I’m just not so convinced that a woman peddling borrowed ideas (and that’s the generous word for how Byrne has ransacked the work of people like Esther and Jerry Hicks, authors of "The Law of Attraction" and other books) about wishing ourselves fabulous is for real. If it gets people thinking more positively, great. If it gets people clear and making strides to do good things for themselves, even better. I’m just patently suspicious of something that’s a) so slickly marketed and obviously co-opted and b) is supposed to be about feeling good yet doesn’t mention the word compassion or seem to take seriously the idea of harnessing this great law (if that’s what it is) to help others.
In other books on LOA, the materialism isn’t quite so bald, the hubris and lack of humility much less egregious. But no one to my satisfaction addresses the blame-the-victim issue at the slippery heart of this; in a culture that’s already not too fond of "losers," do we really need another reason to disdain or pity those who suffer because they’re not "manifesting" the right reality? In a culture that already likes to look away from systemic political and economic oppression (bo-ring!), do we need another excuse to walk away from it all and say, "not my problem"?
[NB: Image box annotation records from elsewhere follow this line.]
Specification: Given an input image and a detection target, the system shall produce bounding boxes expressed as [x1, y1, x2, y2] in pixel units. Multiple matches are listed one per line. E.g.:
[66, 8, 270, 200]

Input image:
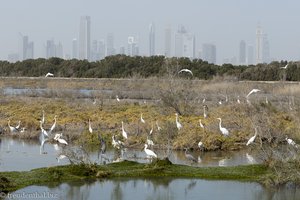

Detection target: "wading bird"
[89, 119, 93, 133]
[141, 113, 145, 124]
[184, 148, 197, 162]
[217, 118, 229, 136]
[246, 127, 257, 146]
[178, 69, 193, 76]
[45, 72, 54, 77]
[144, 144, 157, 158]
[122, 121, 127, 139]
[246, 89, 260, 99]
[175, 113, 182, 130]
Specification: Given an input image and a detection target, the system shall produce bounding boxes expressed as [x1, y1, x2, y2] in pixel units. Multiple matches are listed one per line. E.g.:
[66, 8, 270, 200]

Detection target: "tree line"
[0, 55, 300, 81]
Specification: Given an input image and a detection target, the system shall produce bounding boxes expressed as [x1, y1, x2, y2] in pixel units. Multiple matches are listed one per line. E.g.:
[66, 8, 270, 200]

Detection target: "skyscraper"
[164, 25, 172, 57]
[255, 25, 263, 64]
[149, 23, 155, 56]
[202, 44, 217, 64]
[239, 40, 246, 65]
[106, 33, 116, 56]
[79, 16, 91, 60]
[72, 38, 78, 59]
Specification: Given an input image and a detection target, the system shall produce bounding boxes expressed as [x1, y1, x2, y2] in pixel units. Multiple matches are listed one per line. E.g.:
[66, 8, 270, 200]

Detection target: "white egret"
[184, 148, 197, 162]
[144, 144, 157, 158]
[147, 136, 154, 147]
[178, 69, 193, 76]
[122, 121, 128, 139]
[285, 136, 297, 147]
[217, 118, 229, 136]
[45, 72, 54, 77]
[7, 119, 19, 133]
[141, 113, 145, 124]
[199, 119, 204, 129]
[89, 119, 93, 133]
[280, 63, 289, 69]
[203, 105, 208, 118]
[246, 89, 261, 98]
[55, 133, 68, 145]
[246, 127, 257, 146]
[175, 113, 182, 130]
[156, 121, 162, 131]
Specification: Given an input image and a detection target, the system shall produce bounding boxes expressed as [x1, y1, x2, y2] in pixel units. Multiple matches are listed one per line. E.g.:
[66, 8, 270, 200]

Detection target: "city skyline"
[0, 0, 300, 64]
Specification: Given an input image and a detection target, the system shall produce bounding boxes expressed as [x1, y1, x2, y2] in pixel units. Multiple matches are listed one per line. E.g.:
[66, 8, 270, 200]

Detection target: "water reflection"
[0, 137, 260, 171]
[7, 178, 300, 200]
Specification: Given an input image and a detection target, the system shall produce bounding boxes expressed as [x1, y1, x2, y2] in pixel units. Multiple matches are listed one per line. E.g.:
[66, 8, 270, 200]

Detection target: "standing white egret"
[89, 119, 93, 133]
[246, 127, 257, 146]
[45, 72, 54, 77]
[141, 113, 145, 124]
[178, 69, 193, 76]
[184, 148, 197, 162]
[246, 89, 260, 99]
[203, 105, 208, 118]
[55, 133, 68, 145]
[7, 119, 19, 133]
[280, 63, 289, 69]
[175, 113, 182, 130]
[285, 136, 297, 147]
[217, 118, 229, 136]
[144, 144, 157, 158]
[156, 121, 162, 131]
[122, 121, 128, 139]
[199, 119, 204, 129]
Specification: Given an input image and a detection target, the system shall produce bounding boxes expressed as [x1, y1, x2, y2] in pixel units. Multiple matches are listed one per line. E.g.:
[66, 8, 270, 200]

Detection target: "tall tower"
[239, 40, 246, 65]
[79, 16, 91, 60]
[72, 38, 78, 59]
[255, 25, 263, 64]
[149, 23, 155, 56]
[164, 25, 172, 57]
[106, 33, 116, 56]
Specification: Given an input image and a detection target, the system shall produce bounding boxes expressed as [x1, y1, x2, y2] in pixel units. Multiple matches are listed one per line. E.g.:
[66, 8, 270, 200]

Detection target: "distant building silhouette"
[202, 43, 217, 64]
[239, 40, 246, 65]
[164, 25, 172, 57]
[78, 16, 91, 60]
[149, 23, 155, 56]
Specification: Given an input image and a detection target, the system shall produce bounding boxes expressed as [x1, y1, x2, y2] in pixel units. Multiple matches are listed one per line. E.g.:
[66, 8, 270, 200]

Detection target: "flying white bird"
[280, 63, 289, 69]
[45, 72, 54, 77]
[246, 128, 257, 146]
[217, 118, 229, 136]
[175, 113, 182, 130]
[122, 121, 127, 139]
[178, 69, 193, 76]
[144, 144, 157, 158]
[246, 89, 260, 98]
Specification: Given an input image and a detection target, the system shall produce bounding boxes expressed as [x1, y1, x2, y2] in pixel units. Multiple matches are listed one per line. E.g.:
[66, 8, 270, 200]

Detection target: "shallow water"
[7, 178, 300, 200]
[0, 137, 260, 171]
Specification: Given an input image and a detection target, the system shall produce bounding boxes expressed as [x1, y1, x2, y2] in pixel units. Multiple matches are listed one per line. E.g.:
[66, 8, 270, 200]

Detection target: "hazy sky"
[0, 0, 300, 63]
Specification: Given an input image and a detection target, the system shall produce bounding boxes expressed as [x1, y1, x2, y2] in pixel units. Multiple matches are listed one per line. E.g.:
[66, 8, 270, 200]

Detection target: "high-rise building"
[247, 45, 254, 65]
[78, 16, 91, 60]
[106, 33, 116, 56]
[72, 38, 78, 59]
[175, 25, 195, 59]
[149, 23, 155, 56]
[202, 44, 217, 64]
[19, 35, 34, 60]
[46, 39, 56, 58]
[164, 25, 172, 57]
[127, 36, 139, 56]
[239, 40, 246, 65]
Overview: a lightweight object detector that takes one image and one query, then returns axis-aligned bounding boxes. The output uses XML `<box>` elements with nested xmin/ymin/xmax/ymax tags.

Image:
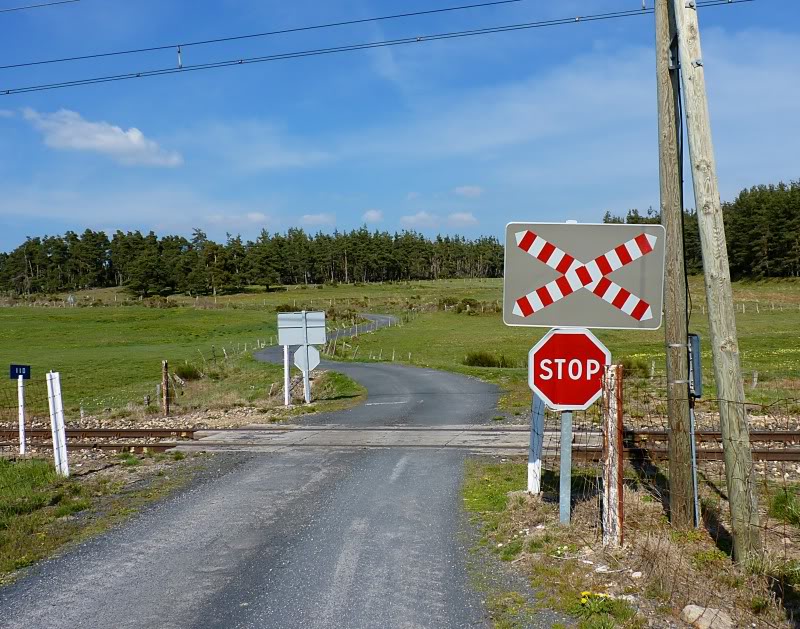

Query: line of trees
<box><xmin>0</xmin><ymin>181</ymin><xmax>800</xmax><ymax>296</ymax></box>
<box><xmin>603</xmin><ymin>181</ymin><xmax>800</xmax><ymax>279</ymax></box>
<box><xmin>0</xmin><ymin>227</ymin><xmax>503</xmax><ymax>296</ymax></box>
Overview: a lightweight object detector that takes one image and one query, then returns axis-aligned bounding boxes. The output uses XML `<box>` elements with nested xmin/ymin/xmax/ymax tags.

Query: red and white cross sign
<box><xmin>513</xmin><ymin>229</ymin><xmax>657</xmax><ymax>321</ymax></box>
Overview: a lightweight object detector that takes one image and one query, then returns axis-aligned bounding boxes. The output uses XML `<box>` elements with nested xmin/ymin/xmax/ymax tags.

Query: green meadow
<box><xmin>0</xmin><ymin>278</ymin><xmax>800</xmax><ymax>418</ymax></box>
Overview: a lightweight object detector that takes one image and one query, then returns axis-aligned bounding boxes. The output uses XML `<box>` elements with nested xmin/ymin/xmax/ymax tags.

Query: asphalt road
<box><xmin>0</xmin><ymin>316</ymin><xmax>497</xmax><ymax>629</ymax></box>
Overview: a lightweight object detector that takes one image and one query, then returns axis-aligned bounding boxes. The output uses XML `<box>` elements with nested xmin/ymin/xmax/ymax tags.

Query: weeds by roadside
<box><xmin>0</xmin><ymin>453</ymin><xmax>206</xmax><ymax>585</ymax></box>
<box><xmin>463</xmin><ymin>459</ymin><xmax>800</xmax><ymax>629</ymax></box>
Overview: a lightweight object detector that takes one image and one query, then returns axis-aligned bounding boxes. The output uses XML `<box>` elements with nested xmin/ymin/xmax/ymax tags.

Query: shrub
<box><xmin>438</xmin><ymin>297</ymin><xmax>458</xmax><ymax>310</ymax></box>
<box><xmin>464</xmin><ymin>351</ymin><xmax>512</xmax><ymax>369</ymax></box>
<box><xmin>173</xmin><ymin>363</ymin><xmax>203</xmax><ymax>380</ymax></box>
<box><xmin>456</xmin><ymin>297</ymin><xmax>481</xmax><ymax>314</ymax></box>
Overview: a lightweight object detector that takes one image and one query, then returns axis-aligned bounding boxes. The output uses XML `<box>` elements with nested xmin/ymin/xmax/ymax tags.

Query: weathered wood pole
<box><xmin>603</xmin><ymin>365</ymin><xmax>625</xmax><ymax>548</ymax></box>
<box><xmin>673</xmin><ymin>0</ymin><xmax>761</xmax><ymax>562</ymax></box>
<box><xmin>655</xmin><ymin>0</ymin><xmax>694</xmax><ymax>528</ymax></box>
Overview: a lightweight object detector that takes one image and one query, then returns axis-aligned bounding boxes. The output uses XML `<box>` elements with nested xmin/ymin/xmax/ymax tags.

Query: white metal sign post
<box><xmin>528</xmin><ymin>393</ymin><xmax>544</xmax><ymax>494</ymax></box>
<box><xmin>283</xmin><ymin>345</ymin><xmax>292</xmax><ymax>406</ymax></box>
<box><xmin>17</xmin><ymin>376</ymin><xmax>25</xmax><ymax>454</ymax></box>
<box><xmin>528</xmin><ymin>328</ymin><xmax>611</xmax><ymax>524</ymax></box>
<box><xmin>47</xmin><ymin>371</ymin><xmax>69</xmax><ymax>476</ymax></box>
<box><xmin>278</xmin><ymin>310</ymin><xmax>327</xmax><ymax>406</ymax></box>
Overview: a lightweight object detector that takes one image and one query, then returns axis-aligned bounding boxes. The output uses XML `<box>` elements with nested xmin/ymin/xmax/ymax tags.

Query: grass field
<box><xmin>0</xmin><ymin>307</ymin><xmax>278</xmax><ymax>411</ymax></box>
<box><xmin>0</xmin><ymin>278</ymin><xmax>800</xmax><ymax>420</ymax></box>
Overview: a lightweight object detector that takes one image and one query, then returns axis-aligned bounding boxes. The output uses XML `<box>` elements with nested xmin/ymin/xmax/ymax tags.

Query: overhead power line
<box><xmin>0</xmin><ymin>0</ymin><xmax>526</xmax><ymax>70</ymax></box>
<box><xmin>0</xmin><ymin>0</ymin><xmax>755</xmax><ymax>96</ymax></box>
<box><xmin>0</xmin><ymin>0</ymin><xmax>81</xmax><ymax>13</ymax></box>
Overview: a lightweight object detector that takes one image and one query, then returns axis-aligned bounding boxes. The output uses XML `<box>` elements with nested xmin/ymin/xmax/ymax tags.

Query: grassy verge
<box><xmin>324</xmin><ymin>300</ymin><xmax>800</xmax><ymax>413</ymax></box>
<box><xmin>0</xmin><ymin>277</ymin><xmax>800</xmax><ymax>414</ymax></box>
<box><xmin>463</xmin><ymin>459</ymin><xmax>800</xmax><ymax>629</ymax></box>
<box><xmin>0</xmin><ymin>453</ymin><xmax>203</xmax><ymax>584</ymax></box>
<box><xmin>463</xmin><ymin>459</ymin><xmax>645</xmax><ymax>629</ymax></box>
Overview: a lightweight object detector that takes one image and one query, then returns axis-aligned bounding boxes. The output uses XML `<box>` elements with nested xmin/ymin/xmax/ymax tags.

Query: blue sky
<box><xmin>0</xmin><ymin>0</ymin><xmax>800</xmax><ymax>250</ymax></box>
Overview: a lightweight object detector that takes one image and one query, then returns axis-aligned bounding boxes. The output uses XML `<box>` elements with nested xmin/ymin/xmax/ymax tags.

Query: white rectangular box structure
<box><xmin>503</xmin><ymin>223</ymin><xmax>666</xmax><ymax>330</ymax></box>
<box><xmin>278</xmin><ymin>312</ymin><xmax>328</xmax><ymax>345</ymax></box>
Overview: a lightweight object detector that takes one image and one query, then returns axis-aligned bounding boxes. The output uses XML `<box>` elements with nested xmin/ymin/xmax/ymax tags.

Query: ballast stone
<box><xmin>681</xmin><ymin>605</ymin><xmax>736</xmax><ymax>629</ymax></box>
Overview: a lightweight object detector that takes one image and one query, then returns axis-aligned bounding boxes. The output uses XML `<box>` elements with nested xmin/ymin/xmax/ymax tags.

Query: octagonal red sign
<box><xmin>528</xmin><ymin>328</ymin><xmax>611</xmax><ymax>411</ymax></box>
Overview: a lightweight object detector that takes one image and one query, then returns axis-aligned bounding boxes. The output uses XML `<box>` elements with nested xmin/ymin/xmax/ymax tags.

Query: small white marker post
<box><xmin>558</xmin><ymin>411</ymin><xmax>572</xmax><ymax>526</ymax></box>
<box><xmin>528</xmin><ymin>393</ymin><xmax>544</xmax><ymax>494</ymax></box>
<box><xmin>303</xmin><ymin>310</ymin><xmax>313</xmax><ymax>404</ymax></box>
<box><xmin>47</xmin><ymin>371</ymin><xmax>69</xmax><ymax>476</ymax></box>
<box><xmin>17</xmin><ymin>376</ymin><xmax>25</xmax><ymax>455</ymax></box>
<box><xmin>283</xmin><ymin>345</ymin><xmax>291</xmax><ymax>406</ymax></box>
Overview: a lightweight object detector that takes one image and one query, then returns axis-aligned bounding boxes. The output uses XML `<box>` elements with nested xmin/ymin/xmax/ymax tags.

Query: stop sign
<box><xmin>528</xmin><ymin>328</ymin><xmax>611</xmax><ymax>411</ymax></box>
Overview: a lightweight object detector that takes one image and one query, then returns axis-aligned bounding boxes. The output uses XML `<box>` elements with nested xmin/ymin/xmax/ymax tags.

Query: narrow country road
<box><xmin>0</xmin><ymin>316</ymin><xmax>497</xmax><ymax>629</ymax></box>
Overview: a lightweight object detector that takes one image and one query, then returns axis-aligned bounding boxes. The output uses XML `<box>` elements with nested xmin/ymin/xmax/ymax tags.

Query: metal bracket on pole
<box><xmin>528</xmin><ymin>393</ymin><xmax>544</xmax><ymax>494</ymax></box>
<box><xmin>558</xmin><ymin>411</ymin><xmax>572</xmax><ymax>525</ymax></box>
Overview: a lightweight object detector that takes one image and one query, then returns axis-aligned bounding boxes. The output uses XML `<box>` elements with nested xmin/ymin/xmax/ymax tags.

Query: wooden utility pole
<box><xmin>673</xmin><ymin>0</ymin><xmax>761</xmax><ymax>562</ymax></box>
<box><xmin>161</xmin><ymin>360</ymin><xmax>169</xmax><ymax>417</ymax></box>
<box><xmin>655</xmin><ymin>0</ymin><xmax>694</xmax><ymax>528</ymax></box>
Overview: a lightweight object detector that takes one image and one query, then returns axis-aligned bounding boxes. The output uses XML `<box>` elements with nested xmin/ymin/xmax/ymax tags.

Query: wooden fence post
<box><xmin>602</xmin><ymin>365</ymin><xmax>625</xmax><ymax>547</ymax></box>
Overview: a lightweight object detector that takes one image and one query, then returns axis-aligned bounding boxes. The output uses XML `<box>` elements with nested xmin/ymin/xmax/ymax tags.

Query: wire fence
<box><xmin>542</xmin><ymin>377</ymin><xmax>800</xmax><ymax>627</ymax></box>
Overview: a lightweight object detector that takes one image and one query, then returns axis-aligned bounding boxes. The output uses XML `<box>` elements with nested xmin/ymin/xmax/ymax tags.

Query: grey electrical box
<box><xmin>689</xmin><ymin>334</ymin><xmax>703</xmax><ymax>398</ymax></box>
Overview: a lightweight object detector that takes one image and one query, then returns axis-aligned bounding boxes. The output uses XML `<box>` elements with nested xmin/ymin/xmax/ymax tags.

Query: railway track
<box><xmin>0</xmin><ymin>426</ymin><xmax>800</xmax><ymax>462</ymax></box>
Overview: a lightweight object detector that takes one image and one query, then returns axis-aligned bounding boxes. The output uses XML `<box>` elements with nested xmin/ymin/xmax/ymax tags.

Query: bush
<box><xmin>173</xmin><ymin>363</ymin><xmax>203</xmax><ymax>380</ymax></box>
<box><xmin>438</xmin><ymin>297</ymin><xmax>458</xmax><ymax>310</ymax></box>
<box><xmin>464</xmin><ymin>351</ymin><xmax>513</xmax><ymax>369</ymax></box>
<box><xmin>141</xmin><ymin>295</ymin><xmax>178</xmax><ymax>308</ymax></box>
<box><xmin>456</xmin><ymin>297</ymin><xmax>481</xmax><ymax>314</ymax></box>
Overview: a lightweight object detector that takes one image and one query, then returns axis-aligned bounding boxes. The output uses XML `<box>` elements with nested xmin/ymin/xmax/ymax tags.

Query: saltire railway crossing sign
<box><xmin>503</xmin><ymin>223</ymin><xmax>665</xmax><ymax>524</ymax></box>
<box><xmin>503</xmin><ymin>223</ymin><xmax>664</xmax><ymax>329</ymax></box>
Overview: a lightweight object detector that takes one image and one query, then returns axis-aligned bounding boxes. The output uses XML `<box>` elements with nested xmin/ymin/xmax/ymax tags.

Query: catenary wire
<box><xmin>0</xmin><ymin>0</ymin><xmax>81</xmax><ymax>13</ymax></box>
<box><xmin>0</xmin><ymin>0</ymin><xmax>526</xmax><ymax>70</ymax></box>
<box><xmin>0</xmin><ymin>0</ymin><xmax>755</xmax><ymax>96</ymax></box>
"The Secret" feels like white rice to me—stripped of its nutrition for maximum palatability and fluffy appeal. And I’m all for fluff, with the Entertainment Weekly subscription to prove it. But not when it comes to something as serious as creating genuine joy and peace. That should be sacred—done with a combination of faith in a force that knows better than I do and compassionate free will to make my life and the world a better place. Manifest that, Universe.